The paper edition had a circulation of 46,250 copies in 2016, down from a peak of 228,834 in 1994. The editor-in-chief is Frode Hansen, the political editor is Lars Helle, the news editor is Jan Thomas Holmlund.

Dagbladet is published six days a week. It includes the magazine supplement Magasinet every Saturday. Part of the daily tabloid is available at Dagbladet.no, and more articles can be accessed through a paywall. The daily readership of Dagbladet's online tabloid was 1.24 million in 2016. Dagbladet online has received widespread criticism for their unprecedented use of clickbait headlines. This in turn has been speculated to be a reason why their reach has seen a regression in recent years.

==History==
Dagbladet was founded in 1869 by Anthon Bang.

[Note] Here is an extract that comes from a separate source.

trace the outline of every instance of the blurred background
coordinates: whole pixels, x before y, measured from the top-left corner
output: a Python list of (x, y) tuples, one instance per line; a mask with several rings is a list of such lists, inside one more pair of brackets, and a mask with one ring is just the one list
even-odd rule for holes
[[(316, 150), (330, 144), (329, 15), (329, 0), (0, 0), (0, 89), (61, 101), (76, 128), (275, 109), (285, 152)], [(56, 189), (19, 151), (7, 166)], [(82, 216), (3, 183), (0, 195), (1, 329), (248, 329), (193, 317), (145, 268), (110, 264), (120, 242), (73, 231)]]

Hagbard Emanuel Berner served as its first editor in chief and the first issue was published on 2 January 1869. From 1884 to 1977, the newspaper was affiliated to the Liberal party (Venstre). Since 1977, it has officially been politically neutral, though it has kept its position as a liberal newspaper, also incorporating some culturally radical stands in issues like the language struggle, church policies, feminism, intimate relationship, criminal care, etc. The newspaper was in 1972 against Norway joining the EU, but had changed to pro in 1994. During the German occupation of Norway the editor of Dagbladet, Einar Skavlan, was arrested in April 1942 due to the paper's liberal stance and loyalty to the King.

Dagbladet has played an important role in development of new editorial products in Norway. In 1990, the newspaper was the first in Norway to publish a Sunday edition in more than 70 years, and in 1995, it became the first of the major Norwegian newspapers with an online edition. In 2007 it had a circulation of 204,850 copies. The actual first newspaper was a regional paper called Brønnøysunds Avis. Over the past few years, Dagbladet has had success with the Saturday supplement Magasinet, which reaches 25.3% of the adult population of Norway.

Due to the declining of daily circulation, the newspaper has reduced the number of workers the last couple of years by a few hundred. Because of this, the newspaper focused more on "simpler news", but recent years, the newspaper has chosen an editorial direction on hard news.

Dagbladet was previously owned by the privately held company Berner Gruppen. Jens P. Heyerdahl was the largest owner and had effective control through several different companies. DB Medialab AS also owned 50% of the Norwegian web portal and Internet service provider start.no and ran the online community Blink from 2002 to 2011.

In June 2013, Dagbladet with online products was sold from Berner Gruppen to Aller Media for reportedly about 300 million Norwegian kroner. As of 2016, 99% of the shares of Dagbladet AS are formally owned by Berner Media Holding AS, which in turn is 100% owned by Aller Media. The remaining 1% of Dagbladet AS is owned by the foundation Dagbladets Stiftelse.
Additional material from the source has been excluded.